Adriana will terminate her pregnancy only if she discovers something is wrong with her baby. But her decision will be kept private. Only her mom and aunt know she is pregnant. She’d waited to share the news because of her three previous miscarriages, and then stayed silent after the Zika diagnosis. She asked me to use a pseudonym.  

“What do I do while I wait?,” Adriana asks.  “Read.  Educate myself.  Advocate for myself and others. Because if women don’t empower themselves about Zika, it will drive them crazy.”

A version of this story also appeared in Cosmopolitan on January 12, 2017

Zika Virus in the Americas:

Hear the podcast & explore the science

(Photo by Beth Murphy/GroundTruth)

||

Podcast credits & more info

Behind the Science

Mosquito bites result in more than a million deaths each year, according to the World Health Organization. That’s because they’re the primary carriers of diseases like malaria, dengue fever – and the Zika virus. Scientists say climate change is affecting the life cycles of mosquitoes and, as a result, could be amplifying the spread of Zika.

“Climate change has profound impacts on public health, including infectious diseases,” says physician and epidemiologist Barry Levy. “Warmer temperatures increase the breeding season and also the rate at which mosquitoes multiply. It’s of great concern that climate change may impact the spread of Zika virus.”

It’s not just Zika that doctors are worried about, as the climate gets friendlier for disease-carrying mosquitoes.

“There are places, for example, in East Africa where malaria never occurred because they were at higher elevations and now that temperatures are warmer, malaria is occurring for the first time,” Levy says. A 2014 study found that “future climate warming will result in a significant increase in malaria cases in densely populated regions of Africa and South America, unless disease monitoring and control efforts are boosted and sustained.”

The impact of this rise in infectious diseases won’t be felt equally.

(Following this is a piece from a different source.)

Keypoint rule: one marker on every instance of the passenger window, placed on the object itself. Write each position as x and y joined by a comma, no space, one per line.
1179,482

Women and children are more vulnerable, and poor countries and poor people will be hit harder

“Climate change is a risk multiplier in many ways, and a number of diseases already occur more frequently in children and some of them also occur more frequently in women,” said Levy. “In addition, in terms of raising awareness of the population about how mosquitoes breed, about steps that people individually can take, these are resources that are not as available in many of the low-income countries.”

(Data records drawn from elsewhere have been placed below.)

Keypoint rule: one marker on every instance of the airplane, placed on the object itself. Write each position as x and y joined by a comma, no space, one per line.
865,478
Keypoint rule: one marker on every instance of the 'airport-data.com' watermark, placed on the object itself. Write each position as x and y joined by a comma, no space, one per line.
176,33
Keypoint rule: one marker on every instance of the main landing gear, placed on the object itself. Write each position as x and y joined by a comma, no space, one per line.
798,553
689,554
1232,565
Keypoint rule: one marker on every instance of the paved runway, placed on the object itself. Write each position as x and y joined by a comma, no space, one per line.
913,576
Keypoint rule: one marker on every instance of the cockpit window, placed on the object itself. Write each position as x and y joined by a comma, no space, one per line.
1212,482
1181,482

Warming temperatures aren’t the only way climate change is affecting mosquito life cycles. The increased storms associated with climate change can lead to more flooding and standing water, which mosquitoes require in order to breed. Conversely, if climate change exacerbates drought, as it has in Brazil, people without access to running water will store water, which can become a mosquito breeding ground.